De Jesus estava entre os 100 mil presentes na missa de João Paulo II em 1989, que ganhou destaque mundial após um tumulto no final da celebração. Na ocasião, a polícia indonésia entrou em confronto com jovens que gritavam slogans de independência, e quatro mulheres foram hospitalizadas.

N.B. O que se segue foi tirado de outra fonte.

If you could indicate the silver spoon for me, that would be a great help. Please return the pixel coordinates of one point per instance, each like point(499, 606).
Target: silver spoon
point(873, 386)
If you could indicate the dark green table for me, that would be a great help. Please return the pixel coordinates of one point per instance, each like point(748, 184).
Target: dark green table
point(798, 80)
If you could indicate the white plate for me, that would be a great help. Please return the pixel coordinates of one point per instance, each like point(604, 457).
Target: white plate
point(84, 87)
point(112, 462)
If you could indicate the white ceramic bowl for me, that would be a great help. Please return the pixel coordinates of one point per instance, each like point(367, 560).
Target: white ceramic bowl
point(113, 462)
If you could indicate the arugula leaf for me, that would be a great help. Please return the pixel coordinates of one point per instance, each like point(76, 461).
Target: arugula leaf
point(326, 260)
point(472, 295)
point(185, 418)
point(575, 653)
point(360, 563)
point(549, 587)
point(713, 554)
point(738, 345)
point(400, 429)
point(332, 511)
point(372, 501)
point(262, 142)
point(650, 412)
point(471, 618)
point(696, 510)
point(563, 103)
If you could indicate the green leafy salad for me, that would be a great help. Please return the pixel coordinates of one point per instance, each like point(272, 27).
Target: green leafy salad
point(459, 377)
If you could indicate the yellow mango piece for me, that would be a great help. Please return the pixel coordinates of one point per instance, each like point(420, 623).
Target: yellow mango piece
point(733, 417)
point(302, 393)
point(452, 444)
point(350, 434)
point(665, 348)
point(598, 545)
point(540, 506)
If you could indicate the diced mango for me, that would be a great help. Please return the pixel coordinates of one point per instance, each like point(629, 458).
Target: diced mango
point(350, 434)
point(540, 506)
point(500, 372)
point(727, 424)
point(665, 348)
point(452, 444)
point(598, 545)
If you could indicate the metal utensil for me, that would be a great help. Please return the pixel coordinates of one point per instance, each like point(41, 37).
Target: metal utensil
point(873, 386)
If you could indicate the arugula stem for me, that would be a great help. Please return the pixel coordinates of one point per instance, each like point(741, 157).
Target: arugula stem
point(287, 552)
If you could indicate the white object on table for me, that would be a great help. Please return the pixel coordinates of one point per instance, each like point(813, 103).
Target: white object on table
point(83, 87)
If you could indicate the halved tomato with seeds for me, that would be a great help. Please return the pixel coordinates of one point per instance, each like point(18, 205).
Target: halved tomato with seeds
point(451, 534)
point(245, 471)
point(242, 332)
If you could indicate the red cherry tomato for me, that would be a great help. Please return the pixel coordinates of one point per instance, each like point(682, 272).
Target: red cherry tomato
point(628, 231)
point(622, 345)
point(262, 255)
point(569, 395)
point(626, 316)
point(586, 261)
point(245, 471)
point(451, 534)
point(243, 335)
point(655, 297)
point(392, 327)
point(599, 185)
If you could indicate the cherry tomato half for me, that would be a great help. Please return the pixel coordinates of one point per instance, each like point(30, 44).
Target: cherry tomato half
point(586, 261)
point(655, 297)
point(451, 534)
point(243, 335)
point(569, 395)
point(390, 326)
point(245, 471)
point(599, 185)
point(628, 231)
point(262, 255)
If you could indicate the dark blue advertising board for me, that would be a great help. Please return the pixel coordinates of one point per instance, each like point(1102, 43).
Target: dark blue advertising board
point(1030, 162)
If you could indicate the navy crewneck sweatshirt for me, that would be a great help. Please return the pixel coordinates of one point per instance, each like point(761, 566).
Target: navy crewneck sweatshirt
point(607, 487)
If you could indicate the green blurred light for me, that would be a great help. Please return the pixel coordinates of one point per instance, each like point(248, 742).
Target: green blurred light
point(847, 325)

Amnistia Internacional expressou preocupação com o fato de que cerca de 40 pessoas foram detidas e torturadas, embora as autoridades indonésias tenham negado as acusações.
Mais de três décadas depois, De Jesus relembrou o evento, destacando que a missa ocorreu sob medidas de segurança rigorosas, mas foi interrompida por um breve distúrbio.
Na época, o bispo de Díli, Carlos Ximenes Belo, foi uma das principais vozes a denunciar a opressão do povo timorense. Belo e Ramos-Horta receberam o Prêmio Nobel da Paz por seus esforços em favor de uma solução pacífica para o conflito. No entanto, a reputação de Belo foi abalada depois que, em 2022, o Vaticano revelou que ele havia sido sancionado por abusar sexualmente de menores. Hoje, Belo vive em Portugal e foi proibido de manter contato com Timor-Leste.
A irmã Maria Josefa, uma religiosa de Cabo Verde que vive em Díli há cinco anos, disse que Francisco acertou ao abordar o tema dos abusos de forma genérica em sua chegada ao país, sem mencionar diretamente Belo. “Infelizmente, a Igreja é composta por santos e pecadores, mas o Papa deixou claro que Deus não tolera esse tipo de prática”, afirmou. “Devemos corrigir, entender quem caiu e ajudar aqueles que sofreram.”
Francisco parabenizou Timor-Leste pelo progresso desde a independência e incentivou o país a fortalecer suas instituições públicas e cuidar dos mais pobres e vulneráveis.
Na terça-feira, antes da missa, o Papa visitou uma instituição para crianças com deficiência, dirigida por freiras. Ao chegar, recebeu de presente um xale tradicional conhecido como “tais”, tecido pelas meninas atendidas no local.